De acordo com o secretário, uma solução que deve ser posta em prática, em uma ação conjunta com o Departamento Nacional de Obras Contra as Secas (Dnocs), é a colocação do peixe tipo predador, como pirarucu ou tucunaré, para combater a grande quantidade dos populares carás-tilápia, que habitam a lagoa. "Essa morte é a natureza respondendo", explica.
Marcelo Silva diz que, com a limpeza da lagoa, a penetração dos raios solares faz aumentar o número de algas, que consomem oxigênio, sobrando pouco dele para os peixes. Mas a poluição ainda existe no local e o secretário admite que as ligações clandestinas de esgoto são as maiores causas do problema. "Isso não se corrige da noite para o dia", frisa.
Para Maurício Braga, diretor comercial da Companhia de Água e Esgoto do Ceará (Cagece), não há dúvida de que a mortandade de peixes na lagoa tem relação com as ligações clandestinas de esgotos.
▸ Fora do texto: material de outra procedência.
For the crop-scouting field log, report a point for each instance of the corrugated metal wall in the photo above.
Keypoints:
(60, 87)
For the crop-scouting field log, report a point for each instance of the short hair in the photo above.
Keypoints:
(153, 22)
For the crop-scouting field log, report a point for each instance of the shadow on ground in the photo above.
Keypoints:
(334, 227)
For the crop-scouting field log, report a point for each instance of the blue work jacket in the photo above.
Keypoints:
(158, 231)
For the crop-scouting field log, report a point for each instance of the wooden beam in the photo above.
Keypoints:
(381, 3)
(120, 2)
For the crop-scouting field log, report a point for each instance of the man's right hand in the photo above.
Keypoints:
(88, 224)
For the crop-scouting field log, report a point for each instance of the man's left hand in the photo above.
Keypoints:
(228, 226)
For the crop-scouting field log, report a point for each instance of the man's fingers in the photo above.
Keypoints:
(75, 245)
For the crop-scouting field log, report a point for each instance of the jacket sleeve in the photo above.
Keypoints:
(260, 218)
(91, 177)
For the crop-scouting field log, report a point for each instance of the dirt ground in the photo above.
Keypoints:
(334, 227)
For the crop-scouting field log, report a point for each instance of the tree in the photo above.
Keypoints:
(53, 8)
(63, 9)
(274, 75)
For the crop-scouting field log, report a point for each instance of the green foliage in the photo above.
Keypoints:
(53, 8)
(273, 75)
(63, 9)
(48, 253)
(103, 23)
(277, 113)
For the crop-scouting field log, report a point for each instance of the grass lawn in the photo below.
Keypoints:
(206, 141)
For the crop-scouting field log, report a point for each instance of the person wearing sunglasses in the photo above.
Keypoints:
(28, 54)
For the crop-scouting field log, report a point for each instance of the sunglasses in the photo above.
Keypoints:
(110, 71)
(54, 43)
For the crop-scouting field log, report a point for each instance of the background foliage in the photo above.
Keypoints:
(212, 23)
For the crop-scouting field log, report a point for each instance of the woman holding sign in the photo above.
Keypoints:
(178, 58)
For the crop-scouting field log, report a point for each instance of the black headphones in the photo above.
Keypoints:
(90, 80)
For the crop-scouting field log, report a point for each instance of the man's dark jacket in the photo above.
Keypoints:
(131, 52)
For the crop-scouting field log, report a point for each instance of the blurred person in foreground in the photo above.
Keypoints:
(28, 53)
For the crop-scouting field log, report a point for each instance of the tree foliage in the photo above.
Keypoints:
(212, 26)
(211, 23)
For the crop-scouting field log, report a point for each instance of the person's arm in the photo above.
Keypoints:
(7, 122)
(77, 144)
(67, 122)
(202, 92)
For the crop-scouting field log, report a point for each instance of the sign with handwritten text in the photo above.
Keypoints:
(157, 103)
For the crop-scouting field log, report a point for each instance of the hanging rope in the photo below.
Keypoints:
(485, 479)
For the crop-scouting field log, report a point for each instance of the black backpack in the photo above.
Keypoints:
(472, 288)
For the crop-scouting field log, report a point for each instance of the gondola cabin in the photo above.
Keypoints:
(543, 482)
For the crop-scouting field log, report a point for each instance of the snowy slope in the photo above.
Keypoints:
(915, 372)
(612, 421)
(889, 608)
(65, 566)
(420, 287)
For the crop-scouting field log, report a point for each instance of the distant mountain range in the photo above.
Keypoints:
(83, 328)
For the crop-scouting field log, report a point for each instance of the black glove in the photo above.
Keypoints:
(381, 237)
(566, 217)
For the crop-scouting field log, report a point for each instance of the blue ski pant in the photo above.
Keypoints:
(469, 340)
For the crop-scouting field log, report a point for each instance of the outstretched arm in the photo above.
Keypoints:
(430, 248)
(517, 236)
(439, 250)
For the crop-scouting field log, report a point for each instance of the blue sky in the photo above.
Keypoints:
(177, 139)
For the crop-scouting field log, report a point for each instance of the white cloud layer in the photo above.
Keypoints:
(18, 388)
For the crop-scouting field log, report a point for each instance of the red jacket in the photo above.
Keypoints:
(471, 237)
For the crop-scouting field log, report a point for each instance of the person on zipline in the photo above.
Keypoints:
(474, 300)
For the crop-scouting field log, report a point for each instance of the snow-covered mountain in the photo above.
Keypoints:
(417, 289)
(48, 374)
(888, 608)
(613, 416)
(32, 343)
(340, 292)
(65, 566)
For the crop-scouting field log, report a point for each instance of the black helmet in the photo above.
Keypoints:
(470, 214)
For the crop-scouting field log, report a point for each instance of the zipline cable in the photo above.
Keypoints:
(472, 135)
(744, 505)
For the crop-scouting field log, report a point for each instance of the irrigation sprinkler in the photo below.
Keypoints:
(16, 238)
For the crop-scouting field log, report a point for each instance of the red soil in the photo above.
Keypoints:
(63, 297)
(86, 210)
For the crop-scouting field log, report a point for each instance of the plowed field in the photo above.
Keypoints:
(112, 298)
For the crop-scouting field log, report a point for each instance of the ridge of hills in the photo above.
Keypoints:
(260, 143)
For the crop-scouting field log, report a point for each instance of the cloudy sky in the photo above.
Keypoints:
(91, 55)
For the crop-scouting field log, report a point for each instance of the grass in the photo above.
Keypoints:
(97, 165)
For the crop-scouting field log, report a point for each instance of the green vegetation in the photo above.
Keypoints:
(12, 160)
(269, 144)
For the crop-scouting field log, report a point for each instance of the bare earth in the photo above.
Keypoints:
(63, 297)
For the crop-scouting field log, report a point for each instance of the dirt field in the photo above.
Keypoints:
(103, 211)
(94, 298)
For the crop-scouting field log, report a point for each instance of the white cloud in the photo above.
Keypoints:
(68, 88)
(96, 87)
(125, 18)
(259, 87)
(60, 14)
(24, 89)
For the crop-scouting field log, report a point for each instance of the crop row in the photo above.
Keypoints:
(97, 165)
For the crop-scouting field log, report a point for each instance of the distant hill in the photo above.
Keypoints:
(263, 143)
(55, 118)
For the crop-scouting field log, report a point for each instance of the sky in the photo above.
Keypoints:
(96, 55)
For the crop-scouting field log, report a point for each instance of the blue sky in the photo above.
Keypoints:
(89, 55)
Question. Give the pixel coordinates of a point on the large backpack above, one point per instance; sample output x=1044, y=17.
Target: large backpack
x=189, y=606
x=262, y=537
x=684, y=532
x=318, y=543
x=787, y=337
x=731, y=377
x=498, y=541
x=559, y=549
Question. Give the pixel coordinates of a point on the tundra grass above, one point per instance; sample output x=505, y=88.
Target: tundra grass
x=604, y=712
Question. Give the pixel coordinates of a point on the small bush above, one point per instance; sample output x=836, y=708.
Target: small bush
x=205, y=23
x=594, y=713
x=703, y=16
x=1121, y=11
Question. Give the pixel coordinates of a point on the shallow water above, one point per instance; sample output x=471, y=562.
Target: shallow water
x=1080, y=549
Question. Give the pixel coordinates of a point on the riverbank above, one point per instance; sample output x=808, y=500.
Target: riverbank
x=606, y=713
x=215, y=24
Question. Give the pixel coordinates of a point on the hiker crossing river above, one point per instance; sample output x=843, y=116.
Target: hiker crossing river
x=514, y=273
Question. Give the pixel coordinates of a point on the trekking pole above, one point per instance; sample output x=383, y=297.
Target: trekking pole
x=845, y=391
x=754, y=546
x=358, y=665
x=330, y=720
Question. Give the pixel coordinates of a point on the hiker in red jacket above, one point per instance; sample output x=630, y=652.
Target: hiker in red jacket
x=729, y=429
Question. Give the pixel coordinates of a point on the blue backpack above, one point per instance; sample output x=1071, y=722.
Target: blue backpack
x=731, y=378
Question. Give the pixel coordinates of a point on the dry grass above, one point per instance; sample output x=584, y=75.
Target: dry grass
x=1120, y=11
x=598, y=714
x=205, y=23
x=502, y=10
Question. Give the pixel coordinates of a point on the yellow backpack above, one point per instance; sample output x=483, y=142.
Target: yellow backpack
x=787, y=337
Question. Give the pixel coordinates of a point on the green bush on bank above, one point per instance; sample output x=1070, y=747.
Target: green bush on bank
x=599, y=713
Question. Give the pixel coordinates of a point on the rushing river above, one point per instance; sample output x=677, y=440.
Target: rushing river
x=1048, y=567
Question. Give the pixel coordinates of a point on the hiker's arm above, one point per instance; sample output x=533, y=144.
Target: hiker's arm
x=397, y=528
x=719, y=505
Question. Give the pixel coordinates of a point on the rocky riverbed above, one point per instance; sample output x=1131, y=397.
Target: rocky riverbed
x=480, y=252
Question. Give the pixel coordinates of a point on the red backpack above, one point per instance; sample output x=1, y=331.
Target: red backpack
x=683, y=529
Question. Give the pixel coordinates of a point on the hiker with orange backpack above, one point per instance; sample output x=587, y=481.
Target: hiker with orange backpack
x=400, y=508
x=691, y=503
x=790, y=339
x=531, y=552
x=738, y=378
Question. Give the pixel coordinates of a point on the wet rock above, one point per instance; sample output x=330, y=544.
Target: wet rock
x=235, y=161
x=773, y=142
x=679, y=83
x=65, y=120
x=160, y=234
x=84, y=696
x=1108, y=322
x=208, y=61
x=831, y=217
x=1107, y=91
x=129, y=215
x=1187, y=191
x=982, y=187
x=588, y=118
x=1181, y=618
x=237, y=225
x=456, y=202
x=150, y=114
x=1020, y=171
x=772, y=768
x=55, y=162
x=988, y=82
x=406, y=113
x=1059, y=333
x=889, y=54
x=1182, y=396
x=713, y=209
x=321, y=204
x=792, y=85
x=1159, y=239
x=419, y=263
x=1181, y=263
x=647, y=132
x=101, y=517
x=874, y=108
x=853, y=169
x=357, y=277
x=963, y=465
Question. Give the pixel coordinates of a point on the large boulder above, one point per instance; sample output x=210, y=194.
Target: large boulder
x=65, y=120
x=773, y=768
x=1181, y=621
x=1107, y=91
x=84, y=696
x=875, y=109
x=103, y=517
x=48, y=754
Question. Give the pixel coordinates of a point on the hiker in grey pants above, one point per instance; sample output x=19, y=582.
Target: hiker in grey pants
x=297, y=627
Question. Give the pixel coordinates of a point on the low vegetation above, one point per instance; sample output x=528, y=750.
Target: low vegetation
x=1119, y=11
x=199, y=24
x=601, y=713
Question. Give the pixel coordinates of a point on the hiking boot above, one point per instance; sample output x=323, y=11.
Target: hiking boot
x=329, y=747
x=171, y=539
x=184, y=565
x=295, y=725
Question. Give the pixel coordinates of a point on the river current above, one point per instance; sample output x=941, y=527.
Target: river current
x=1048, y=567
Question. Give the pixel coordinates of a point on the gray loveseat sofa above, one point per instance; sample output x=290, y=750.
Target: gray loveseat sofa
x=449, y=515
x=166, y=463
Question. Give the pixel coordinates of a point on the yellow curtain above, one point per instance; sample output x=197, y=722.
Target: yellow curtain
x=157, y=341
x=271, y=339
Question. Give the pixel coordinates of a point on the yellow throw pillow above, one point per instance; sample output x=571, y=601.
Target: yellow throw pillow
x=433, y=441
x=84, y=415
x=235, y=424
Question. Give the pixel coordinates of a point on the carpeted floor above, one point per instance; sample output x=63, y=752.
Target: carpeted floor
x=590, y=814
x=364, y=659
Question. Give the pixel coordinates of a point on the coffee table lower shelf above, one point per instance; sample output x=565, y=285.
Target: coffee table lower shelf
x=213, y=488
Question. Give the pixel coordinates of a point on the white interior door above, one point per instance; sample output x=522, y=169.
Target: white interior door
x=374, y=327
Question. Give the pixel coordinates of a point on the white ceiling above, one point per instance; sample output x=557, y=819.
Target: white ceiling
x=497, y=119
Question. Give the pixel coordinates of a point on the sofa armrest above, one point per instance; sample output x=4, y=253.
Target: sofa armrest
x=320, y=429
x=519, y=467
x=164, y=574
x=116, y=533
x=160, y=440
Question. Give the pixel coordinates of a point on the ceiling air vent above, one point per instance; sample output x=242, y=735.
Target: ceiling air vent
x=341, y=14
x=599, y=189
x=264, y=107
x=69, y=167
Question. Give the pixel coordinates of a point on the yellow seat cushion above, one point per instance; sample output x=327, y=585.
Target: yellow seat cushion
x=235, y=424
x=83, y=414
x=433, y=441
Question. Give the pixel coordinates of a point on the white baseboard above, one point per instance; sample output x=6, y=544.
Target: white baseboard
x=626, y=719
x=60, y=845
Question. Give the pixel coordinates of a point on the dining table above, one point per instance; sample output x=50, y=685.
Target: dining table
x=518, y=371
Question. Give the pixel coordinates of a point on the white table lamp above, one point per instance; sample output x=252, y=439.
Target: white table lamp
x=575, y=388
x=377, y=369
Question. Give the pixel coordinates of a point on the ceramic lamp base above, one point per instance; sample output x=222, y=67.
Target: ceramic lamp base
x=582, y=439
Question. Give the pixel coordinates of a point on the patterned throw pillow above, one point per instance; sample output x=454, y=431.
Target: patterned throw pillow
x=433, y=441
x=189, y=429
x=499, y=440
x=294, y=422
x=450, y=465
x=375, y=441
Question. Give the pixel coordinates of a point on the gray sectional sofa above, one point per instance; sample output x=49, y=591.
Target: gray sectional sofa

De acordo com ele, embora 91% dos clientes das regiões que dispõem de estrutura de esgotamento sanitário já estejam interligados à rede, os 9% restantes, somados aos que vivem em áreas que ainda não contam com cobertura de saneamento em Fortaleza, representam uma fonte significativa de poluição.
O diretor diz que dentro do convênio mantido com a Secretaria Municipal de Meio Ambiente e Controle Urbano (Semam), a Cagece está trabalhando a fim de identificar clientes que ainda não estejam usando o sistema. "Estamos relacionando os endereços dos responsáveis e repassando à Semam para que notifique essas pessoas", diz.